Hi Serge. Thanks a lot for your very informed comment! You will note that my account is pitched at the psychological rather than neurological level of explanation, and different neurological stories could fit the same psychological model. For instance, it’s perfectly possible that different neuro-transmitters are involved in the affective aspects of pain and pleasure, since this still allows that there is a functional symmetry. At the same time, the processing asymmetries between pleasure and pain may be entirely attributed to the *sensory aspects* of these processes, rather than their affect. For instance, we know that pain has dedicated sensory channels in a way that pleasure does not.
I want to emphasise here that motivation is not the same as the intrinsically pleasant aspects of an experience. It is possible that dopamine is related to either, or both, but we need to be a bit careful here. I’m certainly not comfortable with equating the quantity of dopamine release with the level of pleasant affect.
With regards to the claim that affect drives attention, actually, I am including ideas about predictive coding when I make my claim. We can understand the attention we give to novelty (or prediction errors) as a case where the failure to predict arouses negative affect, which then drives attention. I have a section in Chapter Four of my book where I talk about the emotion of surprise and predictive coding.
It is interesting that you link attention with habitual behaviours. I’m not quite sure what you mean by this however- perhaps you could supply an example?
With regards to my intensity equation- it is of course very simple. No doubt the true picture will be more complex. The main point is to capture the proportionality between affect, response and detection. However in the equation you offer, I am unsure if ‘momentary happiness’ can be fairly identified with pleasurable affect. I would have to dig into that paper to evaluate that.

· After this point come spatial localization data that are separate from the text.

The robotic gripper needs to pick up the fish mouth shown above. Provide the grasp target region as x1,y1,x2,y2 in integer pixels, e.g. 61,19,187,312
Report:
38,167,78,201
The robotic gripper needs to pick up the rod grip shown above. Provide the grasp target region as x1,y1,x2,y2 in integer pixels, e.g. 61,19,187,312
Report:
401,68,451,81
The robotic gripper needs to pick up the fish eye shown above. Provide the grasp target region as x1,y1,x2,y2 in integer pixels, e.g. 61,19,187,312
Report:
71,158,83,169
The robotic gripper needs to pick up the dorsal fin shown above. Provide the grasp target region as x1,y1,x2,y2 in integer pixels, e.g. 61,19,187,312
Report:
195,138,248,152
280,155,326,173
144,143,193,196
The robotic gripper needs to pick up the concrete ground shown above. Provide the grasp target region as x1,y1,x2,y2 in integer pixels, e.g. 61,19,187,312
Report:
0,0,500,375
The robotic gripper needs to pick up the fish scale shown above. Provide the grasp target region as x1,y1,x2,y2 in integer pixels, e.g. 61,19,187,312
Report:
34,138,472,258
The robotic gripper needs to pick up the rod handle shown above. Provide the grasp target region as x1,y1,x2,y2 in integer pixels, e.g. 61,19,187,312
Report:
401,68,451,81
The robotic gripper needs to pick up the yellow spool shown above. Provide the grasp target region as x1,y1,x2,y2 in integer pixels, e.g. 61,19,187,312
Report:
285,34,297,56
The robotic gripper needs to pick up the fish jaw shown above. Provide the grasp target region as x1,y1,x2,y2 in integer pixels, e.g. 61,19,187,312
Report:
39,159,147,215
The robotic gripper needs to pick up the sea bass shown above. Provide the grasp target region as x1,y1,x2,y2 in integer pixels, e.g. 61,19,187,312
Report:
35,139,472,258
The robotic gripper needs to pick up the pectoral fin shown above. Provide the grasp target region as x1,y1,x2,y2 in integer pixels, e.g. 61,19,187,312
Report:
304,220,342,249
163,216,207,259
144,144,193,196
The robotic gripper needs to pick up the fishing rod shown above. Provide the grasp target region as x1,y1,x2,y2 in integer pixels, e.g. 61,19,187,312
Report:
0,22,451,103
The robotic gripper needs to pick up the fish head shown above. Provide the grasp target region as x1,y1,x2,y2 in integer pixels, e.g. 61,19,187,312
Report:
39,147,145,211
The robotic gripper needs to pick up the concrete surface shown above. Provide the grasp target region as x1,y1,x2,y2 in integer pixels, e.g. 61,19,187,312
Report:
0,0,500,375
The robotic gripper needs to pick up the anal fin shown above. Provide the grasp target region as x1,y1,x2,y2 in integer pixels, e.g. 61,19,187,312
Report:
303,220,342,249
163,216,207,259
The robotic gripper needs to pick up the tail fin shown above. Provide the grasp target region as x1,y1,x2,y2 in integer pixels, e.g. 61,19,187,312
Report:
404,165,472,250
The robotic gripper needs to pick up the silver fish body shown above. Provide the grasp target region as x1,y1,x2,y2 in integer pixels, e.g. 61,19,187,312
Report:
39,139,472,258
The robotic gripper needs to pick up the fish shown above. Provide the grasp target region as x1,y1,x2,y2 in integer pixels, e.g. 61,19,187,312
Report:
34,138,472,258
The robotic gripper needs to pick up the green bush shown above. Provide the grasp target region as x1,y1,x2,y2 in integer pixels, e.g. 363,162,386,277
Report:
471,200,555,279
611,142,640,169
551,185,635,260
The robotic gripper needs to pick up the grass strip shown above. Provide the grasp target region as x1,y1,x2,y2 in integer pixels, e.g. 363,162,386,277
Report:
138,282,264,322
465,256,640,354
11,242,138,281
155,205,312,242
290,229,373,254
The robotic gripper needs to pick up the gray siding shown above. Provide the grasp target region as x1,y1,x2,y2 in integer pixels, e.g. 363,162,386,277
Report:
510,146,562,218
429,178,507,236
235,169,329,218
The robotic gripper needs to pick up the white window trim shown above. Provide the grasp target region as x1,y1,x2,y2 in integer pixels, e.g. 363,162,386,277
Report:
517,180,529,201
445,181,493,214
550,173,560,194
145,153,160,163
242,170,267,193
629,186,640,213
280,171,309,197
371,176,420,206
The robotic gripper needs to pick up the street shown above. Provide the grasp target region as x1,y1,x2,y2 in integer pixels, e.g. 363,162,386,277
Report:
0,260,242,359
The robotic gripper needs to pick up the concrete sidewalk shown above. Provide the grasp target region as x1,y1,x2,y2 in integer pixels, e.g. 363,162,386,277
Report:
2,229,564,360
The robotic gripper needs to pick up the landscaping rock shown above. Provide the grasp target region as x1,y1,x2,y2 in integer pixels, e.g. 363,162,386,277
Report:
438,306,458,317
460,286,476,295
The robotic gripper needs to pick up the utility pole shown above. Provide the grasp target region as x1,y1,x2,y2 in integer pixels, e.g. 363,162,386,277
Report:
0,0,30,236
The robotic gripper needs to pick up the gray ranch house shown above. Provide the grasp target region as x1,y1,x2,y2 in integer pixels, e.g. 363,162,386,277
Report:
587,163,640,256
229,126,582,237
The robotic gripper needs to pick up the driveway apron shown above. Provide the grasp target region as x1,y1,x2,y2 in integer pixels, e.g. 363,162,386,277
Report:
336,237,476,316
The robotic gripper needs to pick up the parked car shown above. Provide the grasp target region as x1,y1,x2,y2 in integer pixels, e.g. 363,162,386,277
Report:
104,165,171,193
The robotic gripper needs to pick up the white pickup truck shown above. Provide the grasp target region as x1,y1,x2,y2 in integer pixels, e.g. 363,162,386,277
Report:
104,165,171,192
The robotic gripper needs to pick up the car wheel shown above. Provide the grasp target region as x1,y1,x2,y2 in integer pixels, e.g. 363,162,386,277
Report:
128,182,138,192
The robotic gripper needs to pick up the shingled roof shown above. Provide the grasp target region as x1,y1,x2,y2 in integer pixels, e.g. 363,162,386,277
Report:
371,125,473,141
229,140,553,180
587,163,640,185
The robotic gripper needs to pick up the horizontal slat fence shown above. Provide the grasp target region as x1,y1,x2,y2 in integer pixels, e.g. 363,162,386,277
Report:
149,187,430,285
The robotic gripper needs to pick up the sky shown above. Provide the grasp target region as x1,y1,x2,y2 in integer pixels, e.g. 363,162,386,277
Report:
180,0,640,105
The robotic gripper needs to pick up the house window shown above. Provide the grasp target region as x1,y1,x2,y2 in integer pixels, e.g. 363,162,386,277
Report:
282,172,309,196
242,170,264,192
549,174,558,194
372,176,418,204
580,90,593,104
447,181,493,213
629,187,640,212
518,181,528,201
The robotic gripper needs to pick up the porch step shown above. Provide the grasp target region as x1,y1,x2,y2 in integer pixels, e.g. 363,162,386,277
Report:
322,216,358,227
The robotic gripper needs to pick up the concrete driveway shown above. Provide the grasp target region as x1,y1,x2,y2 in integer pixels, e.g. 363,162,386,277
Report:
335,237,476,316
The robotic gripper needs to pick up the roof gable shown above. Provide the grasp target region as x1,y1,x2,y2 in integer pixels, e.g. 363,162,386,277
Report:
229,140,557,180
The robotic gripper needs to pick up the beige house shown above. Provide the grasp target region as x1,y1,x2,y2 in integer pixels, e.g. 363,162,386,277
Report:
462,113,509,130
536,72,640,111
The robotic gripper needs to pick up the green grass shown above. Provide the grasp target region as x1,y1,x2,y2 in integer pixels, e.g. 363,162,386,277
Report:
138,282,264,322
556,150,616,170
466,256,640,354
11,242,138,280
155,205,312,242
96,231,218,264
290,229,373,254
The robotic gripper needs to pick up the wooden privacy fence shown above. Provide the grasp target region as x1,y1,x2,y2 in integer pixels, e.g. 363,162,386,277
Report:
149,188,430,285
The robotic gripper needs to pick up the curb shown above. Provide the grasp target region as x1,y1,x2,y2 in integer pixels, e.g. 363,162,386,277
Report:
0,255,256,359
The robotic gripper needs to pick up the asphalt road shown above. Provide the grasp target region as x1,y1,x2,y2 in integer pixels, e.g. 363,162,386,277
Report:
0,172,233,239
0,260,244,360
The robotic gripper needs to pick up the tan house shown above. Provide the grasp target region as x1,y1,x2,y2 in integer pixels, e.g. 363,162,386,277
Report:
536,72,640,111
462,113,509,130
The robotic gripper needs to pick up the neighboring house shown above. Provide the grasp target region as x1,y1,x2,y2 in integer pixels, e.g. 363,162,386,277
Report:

Finally, the difference between expected and detected rewards. Here again, we must be careful about whether dopamine correlates with motivation or pleasant affect or both. However, I do allow in the book that the anticipated presence of a good/bad can arouse affect (e.g. transient pain). In my view, this anticipation would plug into affect in the same way as the detected presence of the good/bad. However, there may well be comparisons between expectation and reality that modulate this input in a dynamic way, so I’m open to modifying the details on this.